Lüningschrör, P., Binotti, B., Dombert, B., Heimann, P., Perez-Lara, A., Slotta, C., et al. (2017). Plekhg5-regulated autophagy of synaptic vesicles reveals a pathogenic mechanism in motoneuron disease. Nature Communications, 8: 678. doi:10.1038/s41467-017-00689-z.


Zitierlink: http://hdl.handle.net/11858/00-001M-0000-002E-1DF9-E
Zusammenfassung
Autophagy-mediated degradation of synaptic components maintains synaptic homeostasis but also constitutes a mechanism of neurodegeneration. It is unclear how autophagy of synaptic vesicles and components of presynaptic active zones is regulated.
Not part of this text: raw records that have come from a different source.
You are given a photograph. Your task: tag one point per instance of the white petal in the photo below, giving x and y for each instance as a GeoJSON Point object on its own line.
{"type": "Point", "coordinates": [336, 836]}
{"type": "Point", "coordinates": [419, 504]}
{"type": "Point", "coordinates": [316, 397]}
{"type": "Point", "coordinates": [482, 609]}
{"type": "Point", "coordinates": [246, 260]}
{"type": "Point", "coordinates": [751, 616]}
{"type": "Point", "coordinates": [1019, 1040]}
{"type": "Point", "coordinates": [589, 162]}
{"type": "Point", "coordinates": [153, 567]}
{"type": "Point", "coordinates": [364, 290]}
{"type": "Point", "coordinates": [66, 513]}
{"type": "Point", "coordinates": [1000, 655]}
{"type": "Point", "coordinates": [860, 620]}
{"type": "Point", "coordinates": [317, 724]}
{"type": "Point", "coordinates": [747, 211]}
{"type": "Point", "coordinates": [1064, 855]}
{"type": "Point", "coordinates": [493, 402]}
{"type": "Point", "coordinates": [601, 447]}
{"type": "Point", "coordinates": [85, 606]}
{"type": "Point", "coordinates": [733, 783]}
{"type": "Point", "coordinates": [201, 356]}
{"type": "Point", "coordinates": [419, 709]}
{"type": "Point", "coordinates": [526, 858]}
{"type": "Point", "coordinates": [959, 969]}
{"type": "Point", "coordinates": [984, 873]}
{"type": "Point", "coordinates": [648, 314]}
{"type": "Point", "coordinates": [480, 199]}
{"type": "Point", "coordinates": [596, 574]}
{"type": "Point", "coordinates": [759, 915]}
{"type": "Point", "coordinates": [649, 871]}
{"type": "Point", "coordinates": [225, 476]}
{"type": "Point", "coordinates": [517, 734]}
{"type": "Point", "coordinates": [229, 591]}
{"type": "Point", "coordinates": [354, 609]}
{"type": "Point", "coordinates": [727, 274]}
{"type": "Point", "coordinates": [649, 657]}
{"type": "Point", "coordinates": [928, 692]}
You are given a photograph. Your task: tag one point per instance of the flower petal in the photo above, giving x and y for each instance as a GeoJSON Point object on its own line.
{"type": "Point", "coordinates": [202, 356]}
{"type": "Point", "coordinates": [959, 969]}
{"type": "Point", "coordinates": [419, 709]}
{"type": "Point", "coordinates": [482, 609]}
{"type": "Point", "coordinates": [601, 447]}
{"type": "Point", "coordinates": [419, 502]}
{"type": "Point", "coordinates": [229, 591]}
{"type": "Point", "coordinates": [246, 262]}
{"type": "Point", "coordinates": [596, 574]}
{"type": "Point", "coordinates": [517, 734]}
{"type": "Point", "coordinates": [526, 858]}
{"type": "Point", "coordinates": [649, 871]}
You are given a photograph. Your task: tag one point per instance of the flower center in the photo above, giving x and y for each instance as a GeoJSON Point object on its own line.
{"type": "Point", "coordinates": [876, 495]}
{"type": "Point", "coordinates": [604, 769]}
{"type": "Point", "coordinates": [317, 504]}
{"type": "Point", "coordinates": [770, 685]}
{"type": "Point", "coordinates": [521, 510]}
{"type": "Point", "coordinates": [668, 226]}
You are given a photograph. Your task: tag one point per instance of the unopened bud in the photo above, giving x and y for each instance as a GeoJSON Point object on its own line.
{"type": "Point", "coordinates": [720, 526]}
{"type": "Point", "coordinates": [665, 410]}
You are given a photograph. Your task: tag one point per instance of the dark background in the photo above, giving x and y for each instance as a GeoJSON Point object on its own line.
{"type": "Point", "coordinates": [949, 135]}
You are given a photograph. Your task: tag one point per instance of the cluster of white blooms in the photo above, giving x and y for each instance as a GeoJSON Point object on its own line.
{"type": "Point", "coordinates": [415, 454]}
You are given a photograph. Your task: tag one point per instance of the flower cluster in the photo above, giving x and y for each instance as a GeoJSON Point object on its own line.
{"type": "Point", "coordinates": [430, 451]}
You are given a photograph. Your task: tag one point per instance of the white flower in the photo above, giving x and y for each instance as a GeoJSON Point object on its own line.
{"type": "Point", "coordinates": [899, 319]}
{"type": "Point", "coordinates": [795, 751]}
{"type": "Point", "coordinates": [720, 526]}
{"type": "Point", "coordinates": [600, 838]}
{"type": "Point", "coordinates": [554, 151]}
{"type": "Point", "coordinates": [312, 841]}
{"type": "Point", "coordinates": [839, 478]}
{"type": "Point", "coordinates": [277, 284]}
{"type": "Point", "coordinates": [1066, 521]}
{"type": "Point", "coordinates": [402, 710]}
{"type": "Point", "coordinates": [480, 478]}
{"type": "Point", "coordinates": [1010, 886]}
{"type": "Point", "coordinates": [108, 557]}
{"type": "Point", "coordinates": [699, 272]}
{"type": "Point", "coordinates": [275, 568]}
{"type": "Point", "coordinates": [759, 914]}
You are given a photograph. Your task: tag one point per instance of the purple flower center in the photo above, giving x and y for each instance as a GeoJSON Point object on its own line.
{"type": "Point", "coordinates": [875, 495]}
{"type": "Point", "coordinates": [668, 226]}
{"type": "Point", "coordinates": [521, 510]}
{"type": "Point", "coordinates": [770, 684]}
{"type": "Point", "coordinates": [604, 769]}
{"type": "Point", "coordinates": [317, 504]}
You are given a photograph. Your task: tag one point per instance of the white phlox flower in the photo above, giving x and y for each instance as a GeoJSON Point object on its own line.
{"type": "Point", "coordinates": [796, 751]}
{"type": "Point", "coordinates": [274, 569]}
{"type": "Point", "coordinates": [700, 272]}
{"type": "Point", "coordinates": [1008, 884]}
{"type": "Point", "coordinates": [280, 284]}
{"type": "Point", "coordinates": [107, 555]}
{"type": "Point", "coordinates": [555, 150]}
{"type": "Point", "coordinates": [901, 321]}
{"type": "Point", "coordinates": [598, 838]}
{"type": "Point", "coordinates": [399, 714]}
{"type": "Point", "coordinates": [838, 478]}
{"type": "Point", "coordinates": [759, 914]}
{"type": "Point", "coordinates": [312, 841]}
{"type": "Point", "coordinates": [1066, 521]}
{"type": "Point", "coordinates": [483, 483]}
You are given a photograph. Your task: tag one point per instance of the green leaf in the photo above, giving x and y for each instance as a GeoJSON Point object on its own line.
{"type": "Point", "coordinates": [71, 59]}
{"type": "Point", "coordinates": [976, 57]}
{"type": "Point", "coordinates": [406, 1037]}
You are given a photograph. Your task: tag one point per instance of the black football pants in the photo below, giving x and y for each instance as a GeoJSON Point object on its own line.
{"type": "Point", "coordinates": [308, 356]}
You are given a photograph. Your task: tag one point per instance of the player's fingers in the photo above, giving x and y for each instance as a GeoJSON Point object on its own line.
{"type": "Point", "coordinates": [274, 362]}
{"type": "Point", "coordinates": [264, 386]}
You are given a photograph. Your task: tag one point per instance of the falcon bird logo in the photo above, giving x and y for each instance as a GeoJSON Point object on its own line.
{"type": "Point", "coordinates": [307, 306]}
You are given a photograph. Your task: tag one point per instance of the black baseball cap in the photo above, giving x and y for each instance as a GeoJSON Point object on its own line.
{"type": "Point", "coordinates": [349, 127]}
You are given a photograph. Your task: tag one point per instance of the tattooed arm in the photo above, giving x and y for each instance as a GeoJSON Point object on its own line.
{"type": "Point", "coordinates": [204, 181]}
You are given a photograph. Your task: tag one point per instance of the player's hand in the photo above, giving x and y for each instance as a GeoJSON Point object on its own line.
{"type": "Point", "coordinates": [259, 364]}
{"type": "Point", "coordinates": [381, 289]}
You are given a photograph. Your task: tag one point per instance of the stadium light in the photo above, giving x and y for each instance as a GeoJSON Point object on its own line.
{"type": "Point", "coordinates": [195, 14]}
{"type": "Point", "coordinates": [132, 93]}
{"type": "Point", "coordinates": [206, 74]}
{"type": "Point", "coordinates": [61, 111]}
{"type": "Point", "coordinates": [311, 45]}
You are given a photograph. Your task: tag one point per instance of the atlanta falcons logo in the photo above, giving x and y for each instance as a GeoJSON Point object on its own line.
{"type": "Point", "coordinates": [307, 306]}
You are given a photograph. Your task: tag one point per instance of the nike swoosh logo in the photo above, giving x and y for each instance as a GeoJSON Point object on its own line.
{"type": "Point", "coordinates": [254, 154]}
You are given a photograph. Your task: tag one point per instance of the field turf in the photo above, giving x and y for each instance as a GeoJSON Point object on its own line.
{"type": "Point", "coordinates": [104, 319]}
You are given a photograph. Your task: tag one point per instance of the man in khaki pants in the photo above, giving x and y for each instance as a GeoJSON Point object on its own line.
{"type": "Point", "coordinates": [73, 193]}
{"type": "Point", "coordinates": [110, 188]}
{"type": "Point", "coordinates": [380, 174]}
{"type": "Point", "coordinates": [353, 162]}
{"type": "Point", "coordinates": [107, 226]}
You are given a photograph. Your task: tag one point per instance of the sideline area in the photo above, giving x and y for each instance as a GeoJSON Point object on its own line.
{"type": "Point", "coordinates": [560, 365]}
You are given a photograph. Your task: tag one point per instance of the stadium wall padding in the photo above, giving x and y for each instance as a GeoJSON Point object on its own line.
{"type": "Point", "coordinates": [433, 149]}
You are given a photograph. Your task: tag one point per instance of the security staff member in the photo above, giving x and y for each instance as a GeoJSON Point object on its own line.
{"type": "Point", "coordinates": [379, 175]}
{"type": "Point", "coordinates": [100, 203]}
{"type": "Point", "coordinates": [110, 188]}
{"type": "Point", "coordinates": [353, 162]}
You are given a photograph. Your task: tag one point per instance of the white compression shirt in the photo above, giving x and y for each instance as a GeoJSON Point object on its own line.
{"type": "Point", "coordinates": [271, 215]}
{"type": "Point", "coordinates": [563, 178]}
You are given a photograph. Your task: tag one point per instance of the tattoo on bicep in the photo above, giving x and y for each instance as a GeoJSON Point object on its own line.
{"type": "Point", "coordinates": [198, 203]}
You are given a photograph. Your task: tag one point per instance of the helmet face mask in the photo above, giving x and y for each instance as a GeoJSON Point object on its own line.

Here, we show that Pleckstrin homology containing family member 5 (Plekhg5) modulates autophagy of synaptic vesicles in axon terminals of motoneurons via its function as a guanine exchange factor for Rab26, a small GTPase that specifically directs synaptic vesicles to preautophagosomal structures. Plekhg5 gene inactivation in mice results in a late-onset motoneuron disease, characterized by degeneration of axon terminals. Plekhg5-depleted cultured motoneurons show defective axon growth and impaired autophagy of synaptic vesicles, which can be rescued by constitutively active Rab26. These findings define a mechanism for regulating autophagy in neurons that specifically targets synaptic vesicles. Disruption of this mechanism may contribute to the pathophysiology of several forms of motoneuron disease.